Dr. David Shevin photograph

Akiba on the Roof

October 17, 2000

Understandably, Henry Stobbs is wondering about the current turn in his life. Henry writes inventive and disciplined verse, and he has worked army intelligence, and he brews his own beer and now, in his young forties, he is going from his "I've been workin' on the railroad" quality assurance position to entering the MFA program in creative writing at Goddard.  Why is he doing this now, rather than twenty years earlier?

I suggest to Henry that he consider Akiba.
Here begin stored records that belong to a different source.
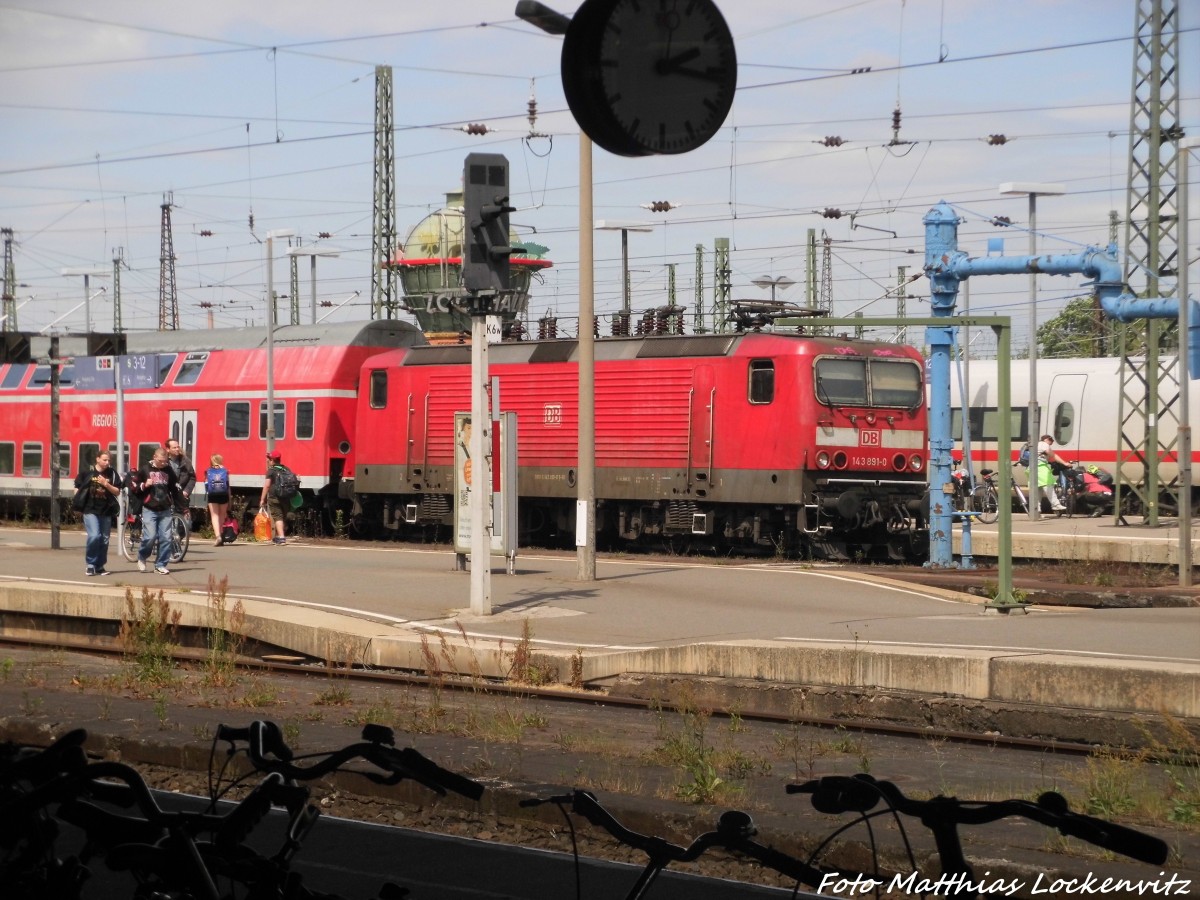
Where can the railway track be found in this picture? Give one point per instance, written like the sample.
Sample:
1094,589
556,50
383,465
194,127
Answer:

There were gargoyle figures and scrolls along the ceiling boards at Hillel School on East Avenue in 1958.  Rebbe Silverberg used to read us story after story about Akiba, the joe who developed the rabbinic tenets of "meritoriousness" and perfected the system of ethical interpretations of the Old Testament.  This was a couple of millenia ago, in the first century C.E. Akiba's story is so beautiful and so whacked out.  Get a load of this.  He was crazy about a gal named Rachel.  She wanted him to make something of himself, so he decided that study of the great moral teachings would be a good career move for an illiterate shepherd.  Comes the good stuff.  He would climb on the roof of the academy to listen to the teachings delivered to students, learning his alephs and his beths - his Hebrew alphabet - by stealth.  Some legends have him at study for twelve years.  Personally, I imagine him off the roof and into the classroom by year six or so.  I myself gave Akiba some competition in the length of time I took to submit my doctoral dissertation.

When Akiba started his own academy in B'Nai Brak (a suburb of Tel Aviv), he promoted his ideas that written and unwritten scripture were one, and that "while everything is foreseen, free will is given."  Silverberg hammered on that one, and I am still chewing on it.  What if I do something unforeseen?  (You can't.  God's thought of that, and knows you will.)  Well then, I don't really have free will.  (Sure, you do!)  That's a good one! His other stories are marked by his compassion for the poor, his humility and especially for his generosity on gender issues.  He attributed the redemption of Israel from bondage in Egypt to the meritoriousness of the women in that generation.  We do not have a record of Rachel's teachings on that issue, but since she supported Akiba through his years of schooling, we can imagine her talking a blue streak on the topic. As long as you're going out to climb on roofs, would you put the goat out?

So, far, the dude looks like a good candidate for a Goddard MFA, especially with the funky turns on logic and will.  Still, I advise Henry, take what works from your teachers, and be skeptical about what don't. Akiba had this idea that "suffering is precious" and we should pray our gratitude for this gift.  When he observed the Roman conquest of Judea, he shone with confidence that a God so kind to the Romans would surely be kinder to His chosen nation, and he accepted the revolutionary Bar Kochba as the promised Messiah.  As spiritual leader to the anti-imperial uprising, he went to the top of Rome's hit-list.  They busted him for teaching, and after imprisonment in Caeseria, Akiba was flayed alive.  And what did he have to say about that?  "The Lord is One."  The boy didn't play.

My feeling about literary inquiry is this: don't get flayed alive if you don't have to.  I visited the community of B'Nai Brak once.  That was in 1977.  The scene in the neighborhood where Akiba taught looked like this.  The Begin government had recently taken office, the first shift from Labor Party leadership in the country's history.  The Orthodoxy went wild and would chain off streets to prevent driving on the Sabbath.  Then these kids would whip around the corner in their army jeeps, run into chains, and get decapitated.  The secular population would get steamed about the murder of their kids, so they would organize to pitch stones at the Orthodox on their way to Sabbath prayer.

I went to B'Nai Brak to see an elderly cousin, Chaim Abramson, one of a handful of Holocaust survivors from the town of Vishnove, near Vilnius.  Chaim had published a Yiddish language history of those survivors.  We had a breakfast of bread and oranges, and headed for the synagogue.  People were throwing stones at us.

On my second visit, I declined the invitation to go to synagogue.